ヴァスティーユはその問いかけに対して、ようやく足を止めて振り向いた。



「この辺でいいかしらね……」


「なに…が……ですか?」



ヴァスティーユの表情がおかしいことに気付き、ダークエルフは身構える。



「安心なさい、ほんの一瞬よ。
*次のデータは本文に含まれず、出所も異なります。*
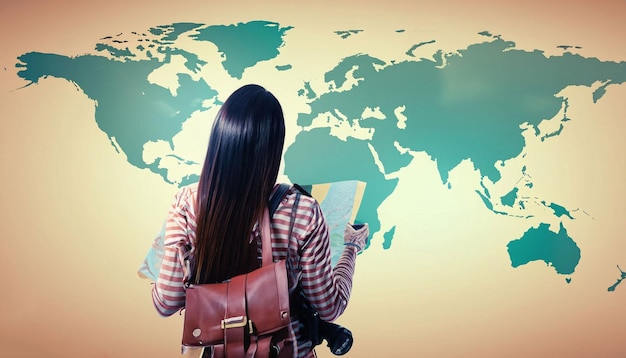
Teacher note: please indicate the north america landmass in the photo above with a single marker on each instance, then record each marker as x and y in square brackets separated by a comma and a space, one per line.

だから痛くないはず」



「アナタは何を……?」



ヴァスティーユの掌には、全てを吸い込む瘴気の塊を掌の上で作り出す。




「クソッ!裏切ったか!?」



ダークエルフは腰から抜いたナイフをヴァスティーユに投げつけ、そのまま魔法の詠唱を始める。

ヴァスティーユはもう片方の手でナイフを弾き、目標物に近付いて行く。


あの瘴気に触れるとまずいと感じたダークエルフは後ろ飛びで茂みに身を隠して、あとわずかで完了する詠唱の時間を稼ごうとする。

ヴァスティーユはその辺りの茂みを、手刀で切り裂いて隠れた目標を探している。




少しずつ移動しながら、詠唱が完了した魔法を撃つタイミングを見計らう。

茂みの中に隠れ気配を完全に消したことに対し、流石はエルフとヴァスティーユは感心する。

だが、そのことは全く恐怖に感じてはいなかった。

それはまるで、かくれんぼかゲームを楽しむかのように、息を潜める獲物の気配を探る。



ダークエルフはヴァスティーユの背後をとり、魔力を最大限込めハンターに狙いを定める。

本能的に理解していた、このチャンスで仕留めなければ確実にやられてしまうことを。



「死ね!!……”マジックアロー!!”」




完全に無防備な背後を狙い、魔法の矢はヴァスティーユを襲う。

気付かれて、塞がれたとしても片手ではあれだけ込めた威力は無傷で防ぐことはできないだろう。

あの手にしている瘴気をぶつけてくれれば、接近戦で決着をつけることができると準備をする。


だが、その思考は無意味なものになる。


ヴァスティーユに命中すると思った瞬間、あれだけ込めた魔力の矢はどこかに消えてしまった。


「な……なに!?」



目の前で何が起きたかダークエルフは理解できない。

持てるすべての魔力をつぎ込んだ魔法が、一瞬にして消えてしまったのだから。



ダークエルフは飛び掛かろうとし、身体を起したまま呆然と立ち尽くす。

ヴァスティーユが勝ち誇った笑顔で向かってくるのが、復讐を果たせなかったダークエルフがこの世で見た最後の景色となった。